I have a 30 sitemap files look like below:
<?xml version="1.0" encoding="UTF-8"?><urlset xmlns="http://www.sitemaps.org/schemas/sitemap/0.9">
<url>
<loc>http://www.A.com/a</loc>
<lastmod>2013-08-01</lastmod>
<changefreq>weekly</changefreq>
<priority>0.6</priority>
</url>
<url>
<loc>http://www.A.com/b</loc>
<lastmod>2013-08-01</lastmod>
<changefreq>weekly</changefreq>
<priority>0.6</priority>
</url>
...
</urlset>
The output I want four columns each row for each url tag, print out to screen
http://www.A.com/a 2013-08-01 weekly 0.6
http://www.A.com/b 2013-08-01 weekly 0.6
The way that I am using is Python BeautifulSoup to parse the tag out, however, the performance is horribly slow since there are 30+ files there and 300,000 lines per file.

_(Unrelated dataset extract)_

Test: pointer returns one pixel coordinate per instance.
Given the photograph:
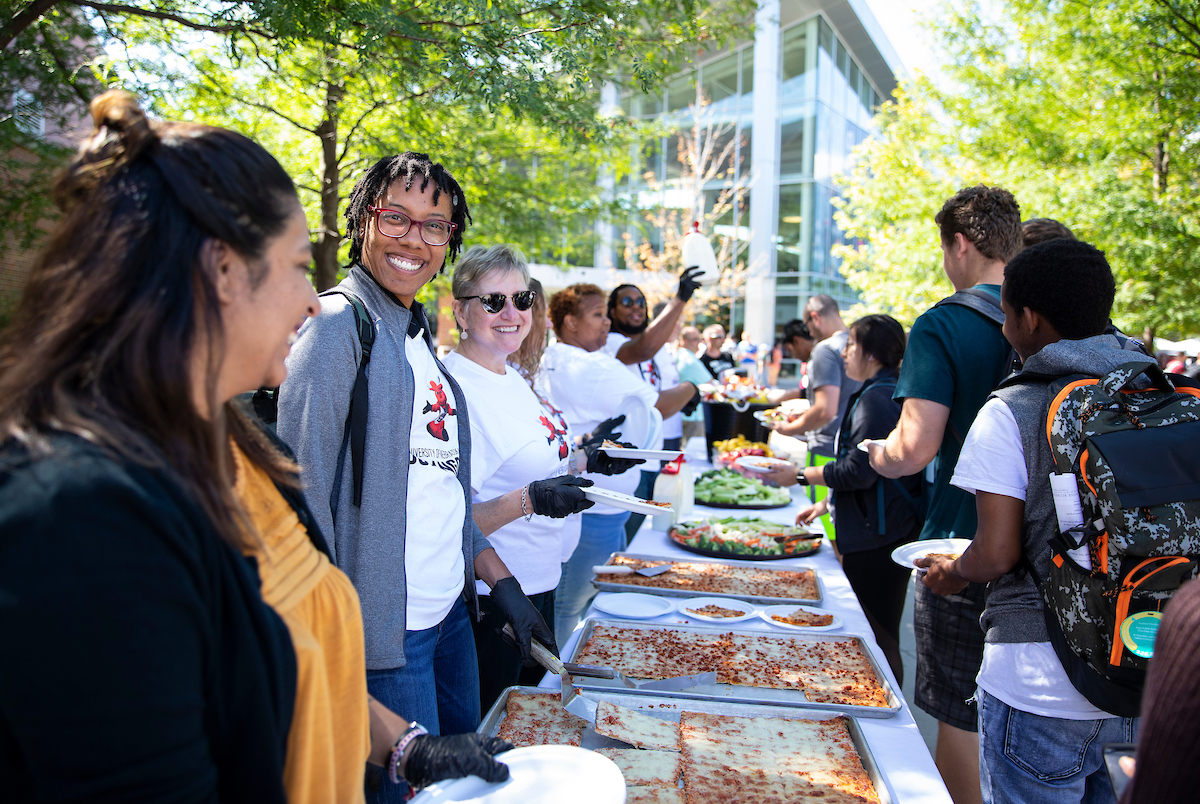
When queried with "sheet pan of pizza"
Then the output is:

I am wondering would it be possible that use some shell AWK or SED to do that or.. I am just using the wrong tools to do that.
Since the sitemap is so well formatted, there might be some regular expression tricks to get around it.
Any one have experience dividing records/rows in AWK or SED by multiple lines instead of new line character?
Thanks a lot!